The contentions with medical data pooling weave into another lattice of privacy concerns, especially when other stakeholders are involved. Michael Snyder is one of many who gave his informed consent to volunteer his blood samples and medical information to the aforementioned 1000 genomes project (headed by the National Institute of Health, or NIH) and subsequently to public databases like Genbank. He wasn’t particularly worried about privacy, but his diabetes diagnosis (that surfaced through the 1000 genomes project analyses) meant that his family’s life insurance company quoted his wife an additional $7000 because his disease was medically codified.
Although the 2008 passage of the Genetic Information Nondiscrimination Act prohibits health insurance companies and employers from discriminating on the basis of genetic information, there is no protection when it comes to life insurance.
It is increasingly clear why personal medical information is so sensitive and why people can be so hesitant about the issue.
If we take a step back and look at a parallel to what is happening in the UK, we can see the same intricate issues unfolding within the new National Healthcare System (NHS) policy. The NHS, as of February 2014, has implemented a new policyto amass the medical records of every GP patient in the county into a single database. Since then, it has come under fire from some pro-privacy groups, with criticisms including the questionable guarantee of anonymity, the subpar awareness of existence of said policy and the lack of an option to opt out of the procedure. The latter points once again to the importance of consent.

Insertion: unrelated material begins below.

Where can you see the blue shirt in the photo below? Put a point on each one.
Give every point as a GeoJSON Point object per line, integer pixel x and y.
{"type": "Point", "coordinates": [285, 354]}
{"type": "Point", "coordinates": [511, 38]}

Informed consent is conceivably the heart of the whole issue of medical data pooling. John Wilbanks in a Ted Talk strongly advocated the notion “that we reach into our bodies and we grab the genotype, and we reach into the medical system and we grab our records, and we use it to build something together.” In his consideration of the intricate privacy and ethical issues, he established WeConsent.us, an experimental bioethics protocol in an attempt to create an open, massive, mine-able database of health and genomics information from many sources. In February 2013, the US government responded to a We the People petition spearheaded by Wilbanks and signed by 65,000 people, and announced a plan to open up federally-funded research data.
Medical data pooling has a lot of potential, but it is undeniably a controversy that must be carefully tread upon, especially with regards to free accessibility. The issue of privacy and the wide-reaching implications of medical data pooling suggests that individual consent is integral to capitalizing on this incredible, paradigm-shifting resource.